Третий ряд сюжетов — о подсознательном страхе перед неизбежным, но так и не случающимся. В фильме румына Мирчи Кантора на экране встречаются волк и косуля. Они заперты в одной комнате и все время поглядывают друг на друга — она в пугливом ожидании, он в недоумении: и что это я, дескать, медлю. Провокация хоть и коротка по хронометражу, всего 2 минуты 43 секунды, но длится мучительно долго. В итоге так ничего не происходит (волк, видимо, был сыт), зато саспенсу позавидовал бы сам Альфред Хичкок.

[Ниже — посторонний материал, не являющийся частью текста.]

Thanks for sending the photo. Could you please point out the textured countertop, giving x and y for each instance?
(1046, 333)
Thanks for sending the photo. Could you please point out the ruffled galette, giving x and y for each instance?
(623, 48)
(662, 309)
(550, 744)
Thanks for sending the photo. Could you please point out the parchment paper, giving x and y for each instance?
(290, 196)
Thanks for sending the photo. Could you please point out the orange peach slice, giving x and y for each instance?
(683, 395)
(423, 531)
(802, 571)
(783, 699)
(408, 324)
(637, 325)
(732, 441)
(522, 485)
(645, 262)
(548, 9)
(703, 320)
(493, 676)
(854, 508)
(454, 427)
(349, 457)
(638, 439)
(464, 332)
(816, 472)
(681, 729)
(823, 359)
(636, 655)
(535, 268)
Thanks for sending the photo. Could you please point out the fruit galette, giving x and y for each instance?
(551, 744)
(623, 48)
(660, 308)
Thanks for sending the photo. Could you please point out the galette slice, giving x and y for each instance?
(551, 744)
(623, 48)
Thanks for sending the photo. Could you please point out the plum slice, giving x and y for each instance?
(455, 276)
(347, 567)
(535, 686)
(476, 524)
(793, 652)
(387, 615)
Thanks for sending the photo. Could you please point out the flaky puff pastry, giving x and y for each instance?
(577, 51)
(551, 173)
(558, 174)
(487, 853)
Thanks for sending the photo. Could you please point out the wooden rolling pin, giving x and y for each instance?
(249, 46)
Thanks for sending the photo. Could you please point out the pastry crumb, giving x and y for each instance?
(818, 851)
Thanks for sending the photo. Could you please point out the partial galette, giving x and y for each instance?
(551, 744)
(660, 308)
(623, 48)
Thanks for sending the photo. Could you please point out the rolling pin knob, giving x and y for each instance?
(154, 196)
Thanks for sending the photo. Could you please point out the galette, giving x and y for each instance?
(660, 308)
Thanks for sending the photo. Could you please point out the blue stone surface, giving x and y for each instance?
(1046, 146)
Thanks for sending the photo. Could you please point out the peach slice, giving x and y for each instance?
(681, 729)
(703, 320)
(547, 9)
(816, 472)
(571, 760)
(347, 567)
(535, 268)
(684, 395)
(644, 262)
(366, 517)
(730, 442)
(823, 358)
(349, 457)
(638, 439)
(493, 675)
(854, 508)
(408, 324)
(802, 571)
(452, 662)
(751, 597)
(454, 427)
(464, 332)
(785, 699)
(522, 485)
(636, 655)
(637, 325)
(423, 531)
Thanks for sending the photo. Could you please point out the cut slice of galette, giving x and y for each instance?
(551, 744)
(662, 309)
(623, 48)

Но главным все же оказался исторический подтекст. Его символом может стать работа Пола Маккарти, посвященная "истерическому дому". В спортивном зале беспрерывно хлопают двери, они еще и движутся вместе со своими стенами. Результат не только оглушительно громкий, но и устрашающий: хлопающая дверь с надвигающейся на зрителя стеной способна любого меланхолика превратить в холерика. Как и большую часть биеннале, Маккарти показывают в бывшей Еврейской школе, чей запущенный вид, обшарпанные стены и обветшалые потолки создают совершенно особую атмосферу, печальную и в то же время наполняющую происходящее особым смыслом. Она характеризует не только время депрессии и усталости, неопределенности целей и всеобщей дезориентации, столь характерное для нового века. Атмосфера извне проникает и в художественное произведение. Благодаря этому становится понятно, насколько для искусства сегодня важно не только "что" и "как", но и "где". Обстоятельство места оказывается главным членом предложения, его сказуемым и подлежащим одновременно.